Assim, a determinação da base legal se mostra fundamental para, inclusive, definir quais serão as medidas a serem tomadas pelas organizações. Tratando-se de período de adequação à legislação cuja vigência está prevista para agosto de 2020, o impasse aqui presente é de grande impacto para Programas de Adequação, tanto em andamento quanto vindouros.

Para entender melhor a origem desse artigo, aconselha-se a leitura da provocação inicial (disponível aqui), entretanto, resumindo o escopo do que aqui se pretende abordar, no draft mencionado, referente ao Direct Marketing Code do ICO, a autoridade traz o fato de que, tendo em vista a aplicação das Privacy and Electronic Communications Regulations (as “PECR”) – legislação que regulamenta a ePrivacy Directive no Reino Unido – a determinadas situações envolvendo tratamento de dados pessoais e, considerando que as PECR exigem o consentimento para esse tipo de tratamento de dados pessoais, não haveria como o agente de tratamento fundamentar seu tratamento de dados em legítimo interesse para as hipóteses submetidas à aplicação das PECR, uma vez que o tratamento não seria aprovado na primeira etapa de uma Avaliação de Legítimo Interesse (o “LIA” na sigla em inglês).
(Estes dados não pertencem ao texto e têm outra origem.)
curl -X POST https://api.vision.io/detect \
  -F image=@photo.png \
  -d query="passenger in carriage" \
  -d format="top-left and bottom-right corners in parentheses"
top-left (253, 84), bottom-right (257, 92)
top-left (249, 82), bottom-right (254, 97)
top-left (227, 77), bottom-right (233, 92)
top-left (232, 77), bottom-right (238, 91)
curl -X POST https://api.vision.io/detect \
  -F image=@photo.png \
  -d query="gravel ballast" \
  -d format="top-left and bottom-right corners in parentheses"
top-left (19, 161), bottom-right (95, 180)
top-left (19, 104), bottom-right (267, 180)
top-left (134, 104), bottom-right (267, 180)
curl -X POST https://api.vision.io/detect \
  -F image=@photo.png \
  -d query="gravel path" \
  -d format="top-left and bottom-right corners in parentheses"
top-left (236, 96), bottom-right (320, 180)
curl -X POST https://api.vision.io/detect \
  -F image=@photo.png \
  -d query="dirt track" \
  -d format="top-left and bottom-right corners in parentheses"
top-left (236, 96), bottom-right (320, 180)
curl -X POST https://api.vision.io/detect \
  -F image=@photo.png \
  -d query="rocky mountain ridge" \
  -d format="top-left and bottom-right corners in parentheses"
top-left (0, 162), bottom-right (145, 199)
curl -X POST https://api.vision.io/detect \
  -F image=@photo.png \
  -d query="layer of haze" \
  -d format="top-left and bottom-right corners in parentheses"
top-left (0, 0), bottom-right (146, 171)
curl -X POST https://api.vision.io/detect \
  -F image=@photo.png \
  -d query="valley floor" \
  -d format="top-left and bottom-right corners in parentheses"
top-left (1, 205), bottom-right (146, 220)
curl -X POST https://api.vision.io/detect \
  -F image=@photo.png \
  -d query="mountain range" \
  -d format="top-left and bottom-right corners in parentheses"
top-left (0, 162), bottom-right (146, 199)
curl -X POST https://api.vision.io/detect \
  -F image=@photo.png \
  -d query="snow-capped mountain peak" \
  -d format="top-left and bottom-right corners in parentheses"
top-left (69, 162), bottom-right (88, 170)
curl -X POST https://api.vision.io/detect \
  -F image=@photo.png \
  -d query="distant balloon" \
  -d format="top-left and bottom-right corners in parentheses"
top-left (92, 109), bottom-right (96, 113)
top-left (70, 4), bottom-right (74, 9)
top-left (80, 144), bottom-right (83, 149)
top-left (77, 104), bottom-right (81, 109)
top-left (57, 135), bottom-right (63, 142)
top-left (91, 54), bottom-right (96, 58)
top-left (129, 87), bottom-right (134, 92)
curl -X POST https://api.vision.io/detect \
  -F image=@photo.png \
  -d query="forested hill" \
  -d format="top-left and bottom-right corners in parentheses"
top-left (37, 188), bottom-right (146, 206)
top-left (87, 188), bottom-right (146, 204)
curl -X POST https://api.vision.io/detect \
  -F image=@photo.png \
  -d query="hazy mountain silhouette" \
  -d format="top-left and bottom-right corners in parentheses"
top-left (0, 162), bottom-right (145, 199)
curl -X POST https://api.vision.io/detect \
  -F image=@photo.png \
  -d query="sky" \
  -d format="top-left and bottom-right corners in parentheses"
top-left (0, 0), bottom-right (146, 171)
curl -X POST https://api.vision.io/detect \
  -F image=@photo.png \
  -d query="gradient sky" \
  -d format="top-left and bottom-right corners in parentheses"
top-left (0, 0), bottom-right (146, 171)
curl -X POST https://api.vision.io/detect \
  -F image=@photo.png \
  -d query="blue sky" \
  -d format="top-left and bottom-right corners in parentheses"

A partir de agora, o termo PECR não será mais utilizado e será tratado como ePrivacy Directive, uma vez que PECR diz respeito, especificamente, à legislação do Reino Unido, ao passo que a ePrivacy Directive se refere à Diretiva 2002/58/CE, que origina não só as PECR como as demais regulamentações locais de cada país membro aderente.

Traçando um paralelo com a realidade brasileira, avaliou-se, no artigo mencionado como provocação inicial, que existe situação similar no ordenamento jurídico nacional, uma vez que a Lei 12.965/14, o Marco Civil da Internet (“MCI”) também determina que, para as atividades de tratamento de dados pessoais dentro do escopo de sua aplicação, dever-se-á garantir o consentimento do titular de dados como fundamentação do tratamento, excepcionando-se as hipóteses de previsão legal, que se limitam ao compartilhamento, nos moldes estabelecidos pelo art. 7º, VII do MCI.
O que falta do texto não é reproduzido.